My husband’s ex is on some kind of power trip and just sent him a new custody agreement to sign. Basically, she’s demanding full physical and legal custody, and he’ll only get visits if and when she decides. Yes, she actually wrote that.
She told him he has two choices:
Sign it, and ‘this will all be over quickly.’
Refuse to sign, and she will press charges against him for ‘abusing their children.’
For the record, my husband has never hurt his kids. She already tried this in court before, and the judge threw it out immediately because there was no evidence. The kids are happy, loved, and well taken care of at our house.
She also says she’ll press ‘harassment and stalking’ charges against me because I dropped off my stepson’s school bag at her house one time. He forgot it at our place, and since her house is on my way to work (my husband’s job is in the opposite direction), I figured it was easier if I took it. She lives an hour away, so this isn’t just a quick drop-off.
My husband is meeting with a lawyer later this week, so that’s already in motion. But in the meantime, should he respond to her or just ignore her? Does this count as a threat?
@Sage
No real lawyer would handle it this way. If she actually had legal representation, they would’ve either filed a modification request or tried to negotiate properly.

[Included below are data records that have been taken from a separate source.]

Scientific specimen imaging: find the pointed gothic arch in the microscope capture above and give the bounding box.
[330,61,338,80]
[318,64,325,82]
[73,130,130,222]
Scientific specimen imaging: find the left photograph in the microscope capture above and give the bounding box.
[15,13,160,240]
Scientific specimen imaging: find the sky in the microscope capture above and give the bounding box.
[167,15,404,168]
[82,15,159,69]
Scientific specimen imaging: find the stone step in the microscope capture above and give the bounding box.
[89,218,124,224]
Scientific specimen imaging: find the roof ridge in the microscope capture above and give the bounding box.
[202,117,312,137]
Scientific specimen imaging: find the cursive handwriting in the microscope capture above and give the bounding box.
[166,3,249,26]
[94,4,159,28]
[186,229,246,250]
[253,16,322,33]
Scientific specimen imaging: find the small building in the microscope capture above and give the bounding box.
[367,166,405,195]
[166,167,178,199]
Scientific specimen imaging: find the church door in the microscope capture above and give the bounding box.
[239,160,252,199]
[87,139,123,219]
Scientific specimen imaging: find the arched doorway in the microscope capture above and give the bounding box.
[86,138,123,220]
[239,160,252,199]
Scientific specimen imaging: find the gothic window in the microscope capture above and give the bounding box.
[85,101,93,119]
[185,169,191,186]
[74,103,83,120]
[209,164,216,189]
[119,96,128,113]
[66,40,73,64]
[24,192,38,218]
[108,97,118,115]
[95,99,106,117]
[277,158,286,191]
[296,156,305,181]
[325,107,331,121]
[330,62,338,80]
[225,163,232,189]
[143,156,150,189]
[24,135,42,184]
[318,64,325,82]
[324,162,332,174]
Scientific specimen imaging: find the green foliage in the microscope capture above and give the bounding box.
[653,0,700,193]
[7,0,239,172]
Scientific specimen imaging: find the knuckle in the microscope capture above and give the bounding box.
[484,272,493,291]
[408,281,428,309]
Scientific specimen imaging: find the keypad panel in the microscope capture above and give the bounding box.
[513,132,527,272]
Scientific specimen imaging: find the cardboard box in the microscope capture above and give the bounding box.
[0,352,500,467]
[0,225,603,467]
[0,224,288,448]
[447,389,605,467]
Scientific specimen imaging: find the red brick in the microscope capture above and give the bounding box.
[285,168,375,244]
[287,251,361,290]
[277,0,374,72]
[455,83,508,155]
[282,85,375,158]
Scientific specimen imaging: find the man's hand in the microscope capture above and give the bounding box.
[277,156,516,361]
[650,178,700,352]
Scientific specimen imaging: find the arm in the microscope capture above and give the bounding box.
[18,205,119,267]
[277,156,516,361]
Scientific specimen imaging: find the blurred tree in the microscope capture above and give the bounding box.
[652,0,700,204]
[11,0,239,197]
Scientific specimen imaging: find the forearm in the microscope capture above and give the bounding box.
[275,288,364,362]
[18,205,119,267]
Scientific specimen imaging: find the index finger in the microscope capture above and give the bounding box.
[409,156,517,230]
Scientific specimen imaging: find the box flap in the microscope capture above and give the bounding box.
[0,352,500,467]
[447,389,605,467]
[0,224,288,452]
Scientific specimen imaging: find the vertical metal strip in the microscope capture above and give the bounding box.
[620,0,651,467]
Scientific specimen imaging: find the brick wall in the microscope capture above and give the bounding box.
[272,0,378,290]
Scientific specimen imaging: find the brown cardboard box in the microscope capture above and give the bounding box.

A real attorney would have drafted the paperwork themselves and had it served officially.
@Jin
Just noticed another hilarious part—she’s threatening to take us to court in a completely different county, not where she lives. Our guess is she’s hoping it’ll somehow hide her own arrest record.
Now that she sees we’re not freaking out, she just texted, ‘If you sign, I’ll take you off child support too.’
@Sage
She can’t just ‘take him off’ child support. She could ask for it to be changed, but that’s up to the court, not her. Honestly, I doubt she has a lawyer because no attorney would tell her to give up child support while demanding full custody.
Document EVERYTHING. No more phone calls—only communicate through text or email. Don’t go to her house again. If something needs to be dropped off, take it to the school or wait until the next visit.
She’s trying to scare you both into signing. Don’t sign anything. Let the lawyer handle everything. There are parenting apps specifically for communication—ask the lawyer about using one.
And whatever you do, don’t talk about her in front of the kids. Keep them out of it. I’d also ask the lawyer if they can send her a formal letter telling her to knock off the threats.
@hazela
Good advice! I think she’s realizing she messed up because she just texted my husband, ‘I’m not trying to pressure you or force a decision, but if you don’t sign in the next 24 hours, I’ll be going to the courthouse to set a trial date. Don’t even try mediation—I’m not open to compromise.’
Ella said:
If she put all this in text or email, your lawyer is going to love it.
Seriously, this is gold. She’s basically proving she’s unstable.
Oh, trust me, my husband is planning to use this as part of a custody modification. She’s been a mess for the last two years—arrests, moving multiple times, always late for pickups, terrible school attendance when she has the kids… the list goes on.
@Sage
I have full custody of my kid, and I can tell you that getting there takes solid proof. My ex had a long history of drug and alcohol abuse, plus documented incidents from former employers. Courts don’t just hand over full custody unless there’s a serious pattern.
@Effie
Yeah, full custody isn’t necessarily the goal—more like flipping the custody arrangement so my husband has them the majority of the time. Right now, she has them 60% of the time, and we want to change that so he’s the primary parent. He still wants them to have a relationship with their mom, but it needs to be on better terms.